Why is this prime test so slow?

short answer: the counting sieve is slower than Turner's (a.k.a. "naive") sieve because it emulates direct RAM access with sequential counting, which forces it to pass along the streams unsieved between the marking stages. This is ironic because counting makes it a "genuine" sieve of Eratosthenes, as opposed to the Turner's trial division sieve. Actually removing the multiples, like the Turner's sieve is doing, would mess up the counting.

Both algorithms are extremely slow because they start up multiples elimination work too early from each found prime instead of its square, thus creating too many unneeded stream processing stages (whether filtering or marking) - O(n) of them, instead of just ~ 2*sqrt n/log n, in producing primes up to n in value. No checking for the multiples of 7 is required until 49 is seen in the input.

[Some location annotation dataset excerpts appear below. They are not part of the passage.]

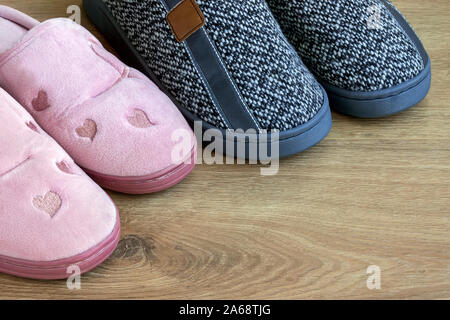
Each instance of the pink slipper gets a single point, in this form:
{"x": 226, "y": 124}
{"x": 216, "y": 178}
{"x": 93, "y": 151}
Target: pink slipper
{"x": 114, "y": 122}
{"x": 52, "y": 215}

This answer explains how sieve can be seen as building a pipeline of stream-processing "transducers" behind itself, as it is working:

[2..] ==> sieve --> 2
[3..] ==> mark 1 2 ==> sieve --> 3
[4..] ==> mark 2 2 ==> mark 1 3 ==> sieve 
[5..] ==> mark 1 2 ==> mark 2 3 ==> sieve --> 5
[6..] ==> mark 2 2 ==> mark 3 3 ==> mark 1 5 ==> sieve 
[7..] ==> mark 1 2 ==> mark 1 3 ==> mark 2 5 ==> sieve --> 7
[8..] ==> mark 2 2 ==> mark 2 3 ==> mark 3 5 ==> mark 1 7 ==> sieve
[9..] ==> mark 1 2 ==> mark 3 3 ==> mark 4 5 ==> mark 2 7 ==> sieve
[10..]==> mark 2 2 ==> mark 1 3 ==> mark 5 5 ==> mark 3 7 ==> sieve
[11..]==> mark 1 2 ==> mark 2 3 ==> mark 1 5 ==> mark 4 7 ==> sieve --> 11

The Turner sieve uses nomult p = filter ((/=0).(`rem`p)) in place of mark _ p entries but otherwise looks the same:

[2..] ==> sieveT --> 2
[3..] ==> nomult 2 ==> sieveT --> 3
[4..] ==> nomult 2 ==> nomult 3 ==> sieveT 
[5..] ==> nomult 2 ==> nomult 3 ==> sieveT --> 5
[6..] ==> nomult 2 ==> nomult 3 ==> nomult 5 ==> sieveT 
[7..] ==> nomult 2 ==> nomult 3 ==> nomult 5 ==> sieveT --> 7
[8..] ==> nomult 2 ==> nomult 3 ==> nomult 5 ==> nomult 7 ==> sieveT

Each such transducer can be implemented as a closure frame (a.k.a. "thunk"), or a generator with mutable state, that is unimportant. The output of each such producer goes directly as input into its successor in a chain. There are no unevaluated thunks here, each is forced by its consumer, to produce its next output.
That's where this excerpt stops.